I built Understudy because a lot of real work still spans native desktop apps, browser tabs, terminals, and chat tools. Most current agents live in only one of those surfaces.
Understudy is a local-first desktop agent runtime that can operate GUI apps, browsers, shell tools, files, and messaging in one session. The part I'm most interested in feedback on is teach-by-demonstration: you do a task once, the agent records screen video + semantic events, extracts the intent rather than coordinates, and turns it into a reusable skill.
Demo video: https://www.youtube.com/watch?v=3d5cRGnlb_0
In the demo I teach it: Google Image search -> download a photo -> remove background in Pixelmator Pro -> export -> send via Telegram. Then I ask it to do the same for Elon Musk. The replay isn't a brittle macro: the published skill stores intent steps, route options, and GUI hints only as a fallback. In this example it can also prefer faster routes when they are available instead of repeating every GUI step.
Current state: macOS only. Layers 1-2 are working today; Layers 3-4 are partial and still early.

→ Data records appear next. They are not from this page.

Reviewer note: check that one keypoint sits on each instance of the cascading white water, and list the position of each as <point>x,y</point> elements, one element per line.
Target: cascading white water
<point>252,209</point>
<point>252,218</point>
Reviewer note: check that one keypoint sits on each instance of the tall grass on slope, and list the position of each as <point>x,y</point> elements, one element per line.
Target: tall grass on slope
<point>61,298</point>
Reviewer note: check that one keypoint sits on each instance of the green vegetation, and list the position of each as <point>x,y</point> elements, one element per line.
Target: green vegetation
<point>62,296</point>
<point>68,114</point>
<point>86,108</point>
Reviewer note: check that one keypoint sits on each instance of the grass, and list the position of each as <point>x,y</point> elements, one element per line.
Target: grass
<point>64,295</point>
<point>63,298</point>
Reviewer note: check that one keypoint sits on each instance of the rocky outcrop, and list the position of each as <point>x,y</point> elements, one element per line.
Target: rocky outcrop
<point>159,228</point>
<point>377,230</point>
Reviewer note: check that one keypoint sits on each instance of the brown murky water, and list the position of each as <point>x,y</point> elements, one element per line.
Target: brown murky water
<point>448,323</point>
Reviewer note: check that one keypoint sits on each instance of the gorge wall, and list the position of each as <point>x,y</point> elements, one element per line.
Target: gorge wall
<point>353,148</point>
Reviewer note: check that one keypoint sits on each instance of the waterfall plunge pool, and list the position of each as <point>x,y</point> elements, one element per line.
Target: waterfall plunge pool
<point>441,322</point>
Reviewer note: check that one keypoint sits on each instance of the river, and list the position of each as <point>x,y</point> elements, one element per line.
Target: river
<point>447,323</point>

npm install -g @understudy-ai/understudy
understudy wizard
GitHub: https://github.com/understudy-ai/understudyHappy to answer questions about the architecture, teach-by-demonstration, or the limits of the current implementation.
One more tool targeting OSX only. That platform is overserved with desktop agents already while others are underserved, especially Linux.
cool idea. good idea doing a demo as well.
[dead]
[dead]
2026 and we still pretend to not understand how llms work huh
The demonstration-based approach is interesting for the handoff problem. The hardest part of agentic automation isnt the first run -- its making the agent robust to the cases the demonstrator never showed it. How do you handle edge cases or failures mid-task? Does it fall back to asking the user, or does it have some recovery heuristic? Asking because we found that the failure mode surface matters more than happy-path coverage when you actually deploy these in production.